For best results, use manual instructions sparingly and only for fields that the registry cannot match. A well-written instruction should describe the field in plain language, specify where in the document to look, and note any formatting expectations. Avoid vague instructions like "extract the value" — instead, write something like "Extract the net payment amount from the invoice summary section, excluding VAT."

Add a field with format constraint and reference table
curl -X POST https://api.talonic.com/v1/schemas/us_def456/fields \
  -H "Authorization: Bearer $TALONIC_API_KEY" \
  -H "Content-Type: application/json" \
  -d '{
    "display_name": "Purchase Order Number",
    "data_type": "string",
    "manual_instruction": "Extract the PO number from the order reference section",
    "constraints": {
      "format": {
        "type": "regex",
        "pattern": "PO-\\d{6}",
        "on_format_mismatch": "flag"
      }
    },
    "modifiers": {
      "max_length": 20
    },
    "output_name": "po_number"
  }'
Configure a bypass strategy (constant value)
curl -X PATCH https://api.talonic.com/v1/schemas/us_def456/fields/fld_xyz \
  -H "Authorization: Bearer $TALONIC_API_KEY" \
  -H "Content-Type: application/json" \
  -d '{
    "strategy": "constant",
    "constant_value": "USD"
  }'

# The field will always resolve to "USD" without any LLM call.
# Bypass strategies execute during Phase 1, before AI extraction.

Schema features can be combined to build sophisticated field definitions. For example, a "Vendor Code" field might use a reference table for code mapping, a format constraint to validate the output format (^V\d{5}$), an alias modifier to normalize legacy codes, and an output name remap for the downstream ERP system. Each feature operates at a different stage of the pipeline — bypass strategies in Phase 1, extraction instructions in Phase 2, reference table lookups in Phases 1 and 3, and modifiers plus format constraints in Phase 4 — so they compose without conflicts.

For the complete JSON Schema specification with all features, see the Full Schema Reference in the Platform Guide.

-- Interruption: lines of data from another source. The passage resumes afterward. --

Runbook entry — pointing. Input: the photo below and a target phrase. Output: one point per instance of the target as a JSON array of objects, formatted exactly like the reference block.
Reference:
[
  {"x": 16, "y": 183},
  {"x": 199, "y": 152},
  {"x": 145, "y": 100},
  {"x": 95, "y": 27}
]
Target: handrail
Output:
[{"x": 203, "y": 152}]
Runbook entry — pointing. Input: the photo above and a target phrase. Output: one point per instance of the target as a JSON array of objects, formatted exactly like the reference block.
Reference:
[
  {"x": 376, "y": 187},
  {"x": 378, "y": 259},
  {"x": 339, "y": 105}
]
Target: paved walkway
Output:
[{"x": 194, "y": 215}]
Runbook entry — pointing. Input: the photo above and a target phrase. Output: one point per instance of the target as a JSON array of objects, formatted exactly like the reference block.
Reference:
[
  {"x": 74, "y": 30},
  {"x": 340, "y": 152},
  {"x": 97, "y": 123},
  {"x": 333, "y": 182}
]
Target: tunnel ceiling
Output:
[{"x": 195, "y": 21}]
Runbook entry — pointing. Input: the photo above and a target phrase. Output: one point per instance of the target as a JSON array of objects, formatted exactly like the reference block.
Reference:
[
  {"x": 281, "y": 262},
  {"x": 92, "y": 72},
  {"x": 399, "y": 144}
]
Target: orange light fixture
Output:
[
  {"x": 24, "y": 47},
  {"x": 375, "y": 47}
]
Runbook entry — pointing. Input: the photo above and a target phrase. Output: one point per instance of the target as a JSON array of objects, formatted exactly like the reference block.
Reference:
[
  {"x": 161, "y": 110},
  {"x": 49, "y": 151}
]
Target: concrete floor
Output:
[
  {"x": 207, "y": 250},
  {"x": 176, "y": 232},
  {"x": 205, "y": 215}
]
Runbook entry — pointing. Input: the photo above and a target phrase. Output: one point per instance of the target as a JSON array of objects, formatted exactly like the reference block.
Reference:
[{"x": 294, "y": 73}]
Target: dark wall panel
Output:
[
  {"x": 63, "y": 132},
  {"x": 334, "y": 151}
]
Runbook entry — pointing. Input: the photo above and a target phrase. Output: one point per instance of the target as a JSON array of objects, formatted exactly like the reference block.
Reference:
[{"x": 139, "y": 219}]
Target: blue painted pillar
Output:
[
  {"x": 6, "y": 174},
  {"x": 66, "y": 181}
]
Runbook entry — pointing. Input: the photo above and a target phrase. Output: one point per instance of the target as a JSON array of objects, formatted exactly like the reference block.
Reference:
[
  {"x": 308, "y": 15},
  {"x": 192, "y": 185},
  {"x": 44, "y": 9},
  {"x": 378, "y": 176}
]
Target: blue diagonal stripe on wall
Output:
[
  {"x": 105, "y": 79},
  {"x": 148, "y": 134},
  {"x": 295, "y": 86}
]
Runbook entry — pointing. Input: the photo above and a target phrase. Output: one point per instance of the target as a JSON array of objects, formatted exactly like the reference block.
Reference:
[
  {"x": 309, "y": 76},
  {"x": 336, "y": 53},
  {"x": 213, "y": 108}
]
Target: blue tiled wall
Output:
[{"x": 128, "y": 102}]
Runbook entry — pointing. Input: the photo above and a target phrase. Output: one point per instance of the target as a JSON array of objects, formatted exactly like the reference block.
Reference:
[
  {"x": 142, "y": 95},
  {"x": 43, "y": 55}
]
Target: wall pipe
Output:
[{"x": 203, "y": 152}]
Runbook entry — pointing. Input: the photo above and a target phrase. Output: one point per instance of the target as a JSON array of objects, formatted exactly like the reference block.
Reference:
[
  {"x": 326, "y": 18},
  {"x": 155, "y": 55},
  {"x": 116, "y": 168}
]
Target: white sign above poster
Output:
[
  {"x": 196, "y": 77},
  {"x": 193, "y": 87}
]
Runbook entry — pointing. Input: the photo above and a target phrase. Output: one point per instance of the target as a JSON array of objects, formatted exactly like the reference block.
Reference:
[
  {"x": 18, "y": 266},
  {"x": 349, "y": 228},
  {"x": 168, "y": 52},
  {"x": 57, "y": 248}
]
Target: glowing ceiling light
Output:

Frequently asked questions

What advanced features do schema fields support?+
Format constraints (regex), modifiers (format/alias/max_length), constraints (required/enum/date-format), bypass strategies, reference tables, manual instructions, capture submoves, and output name remapping.
Can I override AI extraction instructions with my own?+
Yes. Use the Manual instruction feature on a schema field. User-written instructions override the AI-synthesized master instruction from the field registry.
In what order are modifiers applied to extracted values?+
Modifiers run in a fixed order: format (date/number conversion) first, then alias (value mapping), then max_length (truncation). Constraints are evaluated after all modifiers complete.
How do I configure a field to skip LLM extraction entirely?+
Use a bypass strategy on the field. Set strategy to "constant" for a fixed value, "generator" for deterministic IDs, or "reference" for lookup-based resolution. Bypass strategies execute during Phase 1 at zero AI cost. If the bypass fails to produce a value, the field falls through to LLM extraction as a safety net.